Malam semakin larut. Kulkas kantor berdengung pelan, jam digital di dinding menunjuk angka yang membuat banyak orang pulang. Tapi di ruangan itu, dua orang tetap bertahan, saling menyiapkan senjata untuk esok hari.

Di sela mengecek slide, Tasya menangkap satu hal kecil, ide Revan untuk targeting influencer lokal. Cerdas. Terlalu cerdas. Hatinya, seorang yang tak suka kalah, otomatis menyulut.

"Kamu tahu, kalau kita kerja bareng, presentasi ini bisa menang. Dua kepala, satu ide," Revan tiba-tiba berkata, nada santai namun matanya menantang.

Tasya mengangkat alis. "Kerja bareng? Kita bersaing, bukan berpasangan."

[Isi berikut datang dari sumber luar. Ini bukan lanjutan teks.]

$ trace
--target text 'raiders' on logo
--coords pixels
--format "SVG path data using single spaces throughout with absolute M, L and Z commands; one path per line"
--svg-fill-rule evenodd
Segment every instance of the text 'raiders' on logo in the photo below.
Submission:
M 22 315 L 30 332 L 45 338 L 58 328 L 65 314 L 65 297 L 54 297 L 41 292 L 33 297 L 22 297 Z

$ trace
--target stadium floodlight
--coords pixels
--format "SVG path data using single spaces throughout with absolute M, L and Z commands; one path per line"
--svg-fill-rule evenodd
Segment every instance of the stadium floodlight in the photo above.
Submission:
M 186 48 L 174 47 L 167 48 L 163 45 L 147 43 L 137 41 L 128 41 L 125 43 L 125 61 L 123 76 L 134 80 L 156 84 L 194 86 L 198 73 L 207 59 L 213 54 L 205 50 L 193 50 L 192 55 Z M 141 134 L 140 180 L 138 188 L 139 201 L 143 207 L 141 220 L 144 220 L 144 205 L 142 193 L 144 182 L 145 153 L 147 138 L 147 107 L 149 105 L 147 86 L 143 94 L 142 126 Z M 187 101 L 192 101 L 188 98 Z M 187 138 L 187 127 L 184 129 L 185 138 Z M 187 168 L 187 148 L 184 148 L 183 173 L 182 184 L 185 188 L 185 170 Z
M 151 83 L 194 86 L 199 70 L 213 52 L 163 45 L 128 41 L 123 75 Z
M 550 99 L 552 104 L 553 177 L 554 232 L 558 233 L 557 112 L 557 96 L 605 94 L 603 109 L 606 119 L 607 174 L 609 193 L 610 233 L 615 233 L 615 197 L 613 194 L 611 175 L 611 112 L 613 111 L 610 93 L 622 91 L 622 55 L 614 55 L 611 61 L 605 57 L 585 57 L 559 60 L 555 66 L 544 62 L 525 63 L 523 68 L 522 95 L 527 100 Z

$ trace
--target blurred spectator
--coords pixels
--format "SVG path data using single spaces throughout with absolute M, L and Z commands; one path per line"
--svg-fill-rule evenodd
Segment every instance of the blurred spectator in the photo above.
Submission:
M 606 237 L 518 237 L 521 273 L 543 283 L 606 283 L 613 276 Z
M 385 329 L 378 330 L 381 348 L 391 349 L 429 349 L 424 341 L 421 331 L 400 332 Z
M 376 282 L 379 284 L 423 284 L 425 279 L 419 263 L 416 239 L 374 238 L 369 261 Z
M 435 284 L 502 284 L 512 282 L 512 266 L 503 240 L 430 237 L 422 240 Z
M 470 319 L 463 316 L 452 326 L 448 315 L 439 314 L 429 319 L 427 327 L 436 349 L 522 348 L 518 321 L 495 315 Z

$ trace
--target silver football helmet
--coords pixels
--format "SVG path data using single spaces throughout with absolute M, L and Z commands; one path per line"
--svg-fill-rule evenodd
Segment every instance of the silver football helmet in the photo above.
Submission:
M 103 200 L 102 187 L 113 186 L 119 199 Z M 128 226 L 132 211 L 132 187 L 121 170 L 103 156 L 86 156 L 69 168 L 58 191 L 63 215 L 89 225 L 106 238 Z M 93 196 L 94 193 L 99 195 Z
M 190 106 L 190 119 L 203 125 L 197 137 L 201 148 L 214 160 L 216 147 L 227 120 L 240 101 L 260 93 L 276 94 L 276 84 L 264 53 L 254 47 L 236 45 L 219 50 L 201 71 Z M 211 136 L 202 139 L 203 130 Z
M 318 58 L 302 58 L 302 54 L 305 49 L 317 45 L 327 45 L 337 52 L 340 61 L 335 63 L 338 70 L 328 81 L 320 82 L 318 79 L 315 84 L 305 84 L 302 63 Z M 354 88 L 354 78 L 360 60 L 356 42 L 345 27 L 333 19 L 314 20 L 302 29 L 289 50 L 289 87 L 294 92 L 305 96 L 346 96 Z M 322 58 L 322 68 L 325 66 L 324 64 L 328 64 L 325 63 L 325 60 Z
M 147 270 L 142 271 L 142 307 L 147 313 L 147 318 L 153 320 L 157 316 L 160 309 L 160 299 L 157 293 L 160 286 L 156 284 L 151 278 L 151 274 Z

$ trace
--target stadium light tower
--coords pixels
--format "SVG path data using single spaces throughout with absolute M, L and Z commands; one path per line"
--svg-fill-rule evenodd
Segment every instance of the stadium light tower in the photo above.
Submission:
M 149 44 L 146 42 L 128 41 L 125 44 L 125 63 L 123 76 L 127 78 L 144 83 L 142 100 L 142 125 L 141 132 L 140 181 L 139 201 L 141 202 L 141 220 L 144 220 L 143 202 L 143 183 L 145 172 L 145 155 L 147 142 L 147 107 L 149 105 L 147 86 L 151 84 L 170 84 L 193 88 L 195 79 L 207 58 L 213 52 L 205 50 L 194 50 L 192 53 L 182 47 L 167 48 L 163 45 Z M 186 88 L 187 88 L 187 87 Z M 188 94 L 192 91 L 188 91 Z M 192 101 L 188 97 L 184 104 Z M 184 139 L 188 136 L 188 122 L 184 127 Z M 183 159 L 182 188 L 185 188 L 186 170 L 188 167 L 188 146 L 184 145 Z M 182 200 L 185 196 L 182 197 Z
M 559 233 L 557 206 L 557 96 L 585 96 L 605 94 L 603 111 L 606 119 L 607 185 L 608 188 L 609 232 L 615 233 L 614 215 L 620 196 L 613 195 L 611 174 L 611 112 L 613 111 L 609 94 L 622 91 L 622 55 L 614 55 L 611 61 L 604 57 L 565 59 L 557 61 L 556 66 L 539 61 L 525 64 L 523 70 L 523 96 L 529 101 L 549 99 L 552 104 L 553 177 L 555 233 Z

"Ada beda tipis antara bersaing dan bergabung. Pilihan ada di tanganmu," jawab Revan. Ia menjauh, lalu menoleh lagi. "Atau, kita buat janji ... siapa pun yang kalah, harus mengakui strategi pemenang di depan semua. A promise between us."

Kalimat itu, bahkan dalam bahasa Inggris sederhana mendadak terasa lain. Bukan sekadar taruhan profesional, nadanya ada yang lengket, seperti janji kecil yang bisa menahan atau meledakkan sesuatu.

Tasya menatap Revan, memikirkan gambaran pagi besok, lampu ruang presentasi, tatapan bos, dan suara detak jarum jam yang mengukur peluang. Di dalam dadanya ada kebanggaan, ada amarah, ada rasa ingin menang yang murni.

"Tantangan diterima," katanya akhirnya, suara polos namun tegas. "Tapi jangan menang karena trik murahan."

Revan mengangguk, senyumannya mengeras jadi serius. "Jangan khawatir. Aku main bersih, paling tidak, sampai kita punya alasan buat tidak bersaing lagi."

Mereka kembali menunduk pada pekerjaan masing-masing. Di luar, kota berkilau, sibuk dengan ritme yang sama. Di dalam kantor itu, dua orang bermusuhan memilih jalan yang sama, memacu diri sampai batasnya.

Janji kecil itu sebuah taruhan profesional tercetak samar antara mereka. Besok akan menentukan siapa yang menang. Tapi belum ada yang tahu, janji itu bisa berujung pada kemenangan, pengkhianatan, atau sesuatu yang jauh lebih rumit lagi.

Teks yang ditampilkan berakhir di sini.